His greater projects included the land reclamation of the Arsa marshes (Cepiæ lake), a major work that was contemplated for centuries, but that neither Venice nor Austria ever tackled. This project was completed in 1932, after his death. Another large project was the reactivation of an old coal mine, which eventually became quite large and employed some 6,700 people.

Unfortunately for the  Istro-Romanian community, Andrea Glavina died prematurely in the hospital in Pola (now Pula) of tuberculosis on February 9, 1925 at age 43. Nonetheless, he is today remembered as being the greatest defender of the downtrodden  Istro-Romanians, the most endangered ethnic minority in Europe.

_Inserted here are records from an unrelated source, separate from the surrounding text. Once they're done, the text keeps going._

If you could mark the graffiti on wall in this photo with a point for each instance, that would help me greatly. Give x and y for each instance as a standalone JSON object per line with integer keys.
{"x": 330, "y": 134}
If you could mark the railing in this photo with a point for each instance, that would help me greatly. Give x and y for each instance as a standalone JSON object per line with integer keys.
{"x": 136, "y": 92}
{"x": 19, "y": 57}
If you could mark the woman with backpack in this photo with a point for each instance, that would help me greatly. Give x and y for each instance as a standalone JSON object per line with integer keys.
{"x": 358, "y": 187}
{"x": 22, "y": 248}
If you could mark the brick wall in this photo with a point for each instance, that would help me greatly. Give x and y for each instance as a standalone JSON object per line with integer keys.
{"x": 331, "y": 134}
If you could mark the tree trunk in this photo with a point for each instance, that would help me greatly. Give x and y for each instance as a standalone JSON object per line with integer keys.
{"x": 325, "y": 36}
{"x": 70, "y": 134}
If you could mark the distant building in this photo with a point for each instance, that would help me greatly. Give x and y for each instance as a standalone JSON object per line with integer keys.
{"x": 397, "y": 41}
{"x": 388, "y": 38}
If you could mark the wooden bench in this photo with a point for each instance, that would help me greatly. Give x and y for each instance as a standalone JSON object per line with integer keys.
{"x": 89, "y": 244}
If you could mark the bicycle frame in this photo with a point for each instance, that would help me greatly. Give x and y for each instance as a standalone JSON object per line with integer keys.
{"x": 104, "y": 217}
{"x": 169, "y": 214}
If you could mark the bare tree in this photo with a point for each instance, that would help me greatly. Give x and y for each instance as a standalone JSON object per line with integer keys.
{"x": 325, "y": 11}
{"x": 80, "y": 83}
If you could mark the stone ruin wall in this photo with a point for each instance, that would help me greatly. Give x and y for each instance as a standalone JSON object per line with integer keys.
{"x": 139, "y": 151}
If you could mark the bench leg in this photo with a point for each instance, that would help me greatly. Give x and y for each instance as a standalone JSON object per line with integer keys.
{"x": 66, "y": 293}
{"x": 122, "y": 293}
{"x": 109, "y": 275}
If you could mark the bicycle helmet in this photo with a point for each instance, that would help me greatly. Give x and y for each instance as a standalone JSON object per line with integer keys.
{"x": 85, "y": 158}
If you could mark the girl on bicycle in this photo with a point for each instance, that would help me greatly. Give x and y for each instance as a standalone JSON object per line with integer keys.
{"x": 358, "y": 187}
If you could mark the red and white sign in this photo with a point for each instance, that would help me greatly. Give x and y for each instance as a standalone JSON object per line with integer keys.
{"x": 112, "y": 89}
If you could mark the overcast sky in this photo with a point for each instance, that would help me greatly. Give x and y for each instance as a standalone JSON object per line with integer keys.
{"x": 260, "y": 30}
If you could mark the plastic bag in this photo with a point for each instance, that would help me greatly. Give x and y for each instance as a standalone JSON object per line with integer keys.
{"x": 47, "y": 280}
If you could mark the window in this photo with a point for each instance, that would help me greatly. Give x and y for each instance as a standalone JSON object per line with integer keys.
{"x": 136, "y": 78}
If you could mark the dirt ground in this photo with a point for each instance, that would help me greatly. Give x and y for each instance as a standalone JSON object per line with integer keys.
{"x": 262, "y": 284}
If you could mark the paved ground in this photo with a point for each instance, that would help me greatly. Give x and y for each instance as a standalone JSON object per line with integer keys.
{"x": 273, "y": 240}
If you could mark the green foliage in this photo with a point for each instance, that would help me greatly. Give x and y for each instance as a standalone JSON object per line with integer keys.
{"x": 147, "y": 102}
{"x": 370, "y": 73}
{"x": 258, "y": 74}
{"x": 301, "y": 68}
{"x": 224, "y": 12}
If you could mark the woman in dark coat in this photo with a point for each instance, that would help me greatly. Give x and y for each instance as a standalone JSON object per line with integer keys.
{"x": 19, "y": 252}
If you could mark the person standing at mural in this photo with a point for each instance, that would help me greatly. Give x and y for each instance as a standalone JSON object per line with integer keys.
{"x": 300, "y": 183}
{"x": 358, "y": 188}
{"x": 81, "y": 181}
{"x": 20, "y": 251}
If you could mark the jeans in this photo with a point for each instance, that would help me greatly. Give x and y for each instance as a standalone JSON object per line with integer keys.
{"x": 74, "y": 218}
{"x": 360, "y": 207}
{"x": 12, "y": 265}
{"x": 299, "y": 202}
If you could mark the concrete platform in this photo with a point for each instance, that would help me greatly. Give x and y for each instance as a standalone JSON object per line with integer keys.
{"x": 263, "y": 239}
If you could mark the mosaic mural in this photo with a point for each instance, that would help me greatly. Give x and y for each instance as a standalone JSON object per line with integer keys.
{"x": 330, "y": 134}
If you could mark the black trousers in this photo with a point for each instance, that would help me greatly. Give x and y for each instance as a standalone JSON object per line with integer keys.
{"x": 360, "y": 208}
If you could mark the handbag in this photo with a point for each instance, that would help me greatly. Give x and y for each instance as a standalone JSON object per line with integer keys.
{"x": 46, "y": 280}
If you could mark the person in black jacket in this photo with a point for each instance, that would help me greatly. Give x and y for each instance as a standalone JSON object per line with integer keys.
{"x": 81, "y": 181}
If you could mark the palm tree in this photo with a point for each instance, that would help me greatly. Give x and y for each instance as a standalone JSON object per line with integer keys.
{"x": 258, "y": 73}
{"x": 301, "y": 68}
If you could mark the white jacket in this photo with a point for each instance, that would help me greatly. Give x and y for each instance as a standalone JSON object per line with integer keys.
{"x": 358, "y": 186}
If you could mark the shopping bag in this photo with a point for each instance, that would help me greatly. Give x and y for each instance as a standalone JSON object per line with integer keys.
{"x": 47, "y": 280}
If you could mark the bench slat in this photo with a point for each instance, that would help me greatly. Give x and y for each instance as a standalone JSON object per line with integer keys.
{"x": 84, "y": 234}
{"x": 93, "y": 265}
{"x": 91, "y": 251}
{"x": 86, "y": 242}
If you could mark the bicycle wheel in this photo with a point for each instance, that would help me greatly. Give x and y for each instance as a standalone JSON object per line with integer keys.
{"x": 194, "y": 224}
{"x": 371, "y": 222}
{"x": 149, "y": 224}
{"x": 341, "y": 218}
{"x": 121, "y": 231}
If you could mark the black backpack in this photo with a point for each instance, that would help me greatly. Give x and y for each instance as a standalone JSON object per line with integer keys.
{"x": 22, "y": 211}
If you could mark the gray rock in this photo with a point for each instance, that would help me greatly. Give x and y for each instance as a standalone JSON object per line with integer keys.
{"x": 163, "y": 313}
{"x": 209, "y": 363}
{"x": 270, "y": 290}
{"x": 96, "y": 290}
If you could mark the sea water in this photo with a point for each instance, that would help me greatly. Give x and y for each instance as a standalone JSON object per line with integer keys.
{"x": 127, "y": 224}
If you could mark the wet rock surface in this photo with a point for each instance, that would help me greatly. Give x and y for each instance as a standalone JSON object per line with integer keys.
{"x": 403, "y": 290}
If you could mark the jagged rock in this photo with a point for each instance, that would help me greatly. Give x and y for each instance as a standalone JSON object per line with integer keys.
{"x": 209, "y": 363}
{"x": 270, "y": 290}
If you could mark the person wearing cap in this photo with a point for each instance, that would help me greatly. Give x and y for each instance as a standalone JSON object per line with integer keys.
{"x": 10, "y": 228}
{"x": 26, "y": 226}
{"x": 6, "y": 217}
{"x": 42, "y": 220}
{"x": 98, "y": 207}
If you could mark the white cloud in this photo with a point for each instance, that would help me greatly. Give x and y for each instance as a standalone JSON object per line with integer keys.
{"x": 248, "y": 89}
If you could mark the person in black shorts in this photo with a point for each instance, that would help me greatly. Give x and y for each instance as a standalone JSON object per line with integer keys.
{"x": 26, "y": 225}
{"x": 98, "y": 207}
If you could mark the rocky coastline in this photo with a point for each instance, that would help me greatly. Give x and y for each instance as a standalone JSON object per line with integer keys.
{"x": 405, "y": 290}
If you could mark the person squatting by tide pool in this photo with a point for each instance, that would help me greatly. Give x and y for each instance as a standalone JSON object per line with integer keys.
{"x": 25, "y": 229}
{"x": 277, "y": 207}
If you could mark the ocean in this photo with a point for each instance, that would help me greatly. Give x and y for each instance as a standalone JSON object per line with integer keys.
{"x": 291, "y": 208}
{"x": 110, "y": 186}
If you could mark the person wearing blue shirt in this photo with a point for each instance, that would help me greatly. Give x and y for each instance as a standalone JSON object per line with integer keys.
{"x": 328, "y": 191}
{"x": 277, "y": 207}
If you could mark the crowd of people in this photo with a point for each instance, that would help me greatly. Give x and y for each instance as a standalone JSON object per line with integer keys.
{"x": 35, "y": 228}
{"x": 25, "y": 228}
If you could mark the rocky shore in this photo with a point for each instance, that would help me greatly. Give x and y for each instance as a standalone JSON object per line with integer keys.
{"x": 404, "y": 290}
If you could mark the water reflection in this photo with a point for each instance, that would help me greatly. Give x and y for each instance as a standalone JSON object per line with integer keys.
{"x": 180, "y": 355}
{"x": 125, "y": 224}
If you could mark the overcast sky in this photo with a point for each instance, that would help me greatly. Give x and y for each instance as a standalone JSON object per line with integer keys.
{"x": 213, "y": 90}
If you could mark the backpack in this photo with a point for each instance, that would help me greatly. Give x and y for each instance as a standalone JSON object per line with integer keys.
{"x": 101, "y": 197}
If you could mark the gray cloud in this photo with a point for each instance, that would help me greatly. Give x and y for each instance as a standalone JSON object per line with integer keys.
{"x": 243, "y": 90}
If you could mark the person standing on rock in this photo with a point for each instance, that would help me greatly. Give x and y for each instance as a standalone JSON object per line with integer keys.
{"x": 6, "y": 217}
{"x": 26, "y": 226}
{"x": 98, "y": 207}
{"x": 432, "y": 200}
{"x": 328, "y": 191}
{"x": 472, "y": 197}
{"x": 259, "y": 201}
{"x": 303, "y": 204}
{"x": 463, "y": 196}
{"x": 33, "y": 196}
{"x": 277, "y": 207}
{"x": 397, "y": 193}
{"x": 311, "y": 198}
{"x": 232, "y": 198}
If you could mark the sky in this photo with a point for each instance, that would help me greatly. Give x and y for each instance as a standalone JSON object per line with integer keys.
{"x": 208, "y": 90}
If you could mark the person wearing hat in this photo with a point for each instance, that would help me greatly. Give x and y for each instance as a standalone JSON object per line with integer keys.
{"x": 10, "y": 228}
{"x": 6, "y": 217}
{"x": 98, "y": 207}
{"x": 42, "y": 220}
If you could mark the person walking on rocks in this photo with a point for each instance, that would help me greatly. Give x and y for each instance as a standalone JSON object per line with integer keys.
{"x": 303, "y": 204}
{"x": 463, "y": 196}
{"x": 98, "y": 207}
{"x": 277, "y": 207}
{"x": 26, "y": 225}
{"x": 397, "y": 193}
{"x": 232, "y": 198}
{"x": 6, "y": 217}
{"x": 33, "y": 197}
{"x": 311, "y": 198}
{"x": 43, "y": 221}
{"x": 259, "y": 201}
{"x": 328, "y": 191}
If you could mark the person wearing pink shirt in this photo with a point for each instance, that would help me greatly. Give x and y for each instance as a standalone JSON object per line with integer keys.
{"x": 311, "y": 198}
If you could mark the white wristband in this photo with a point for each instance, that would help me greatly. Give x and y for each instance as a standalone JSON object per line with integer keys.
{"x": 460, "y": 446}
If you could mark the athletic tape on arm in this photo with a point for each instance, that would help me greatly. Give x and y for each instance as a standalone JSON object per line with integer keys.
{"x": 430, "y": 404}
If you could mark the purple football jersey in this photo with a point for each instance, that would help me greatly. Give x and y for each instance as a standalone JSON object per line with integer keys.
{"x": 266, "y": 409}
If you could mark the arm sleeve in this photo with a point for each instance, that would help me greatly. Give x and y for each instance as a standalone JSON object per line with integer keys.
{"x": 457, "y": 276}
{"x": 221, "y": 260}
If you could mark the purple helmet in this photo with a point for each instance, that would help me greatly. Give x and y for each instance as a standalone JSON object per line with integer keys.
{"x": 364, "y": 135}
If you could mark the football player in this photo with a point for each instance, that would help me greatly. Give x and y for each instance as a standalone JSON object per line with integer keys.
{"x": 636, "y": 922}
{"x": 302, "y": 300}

Andrea Glavina is credited with writing two books: In 1905, the Calendar lu Rumen din Istria, a collection of  Istro-Romanian proverbs and stories, and a collection published by his wife Fiorella after his death entitled Promemoria e Lettere, in which she transcribed the Imnul Istro-rumanilor, a patriotic hymn that was written for the inauguration of the  Istro-Romanian school in Sučnjevica in 1921.

Here is an excerpt from the first book which is as poignant today as when these words were written over 100 years ago:

Cănd ur narod cunoște limba se, ie ca și cănd re ve în măre cl'uciu lu se părjun.

L'ubiț limba nostre, fraț Rumer, și se nu areț rușire de ia cănd o cuvintaț renche de fureșt. Durmit-an păr acmoce, ma verit-a vrema se ne zbudin și noi. Ura zvonit-a!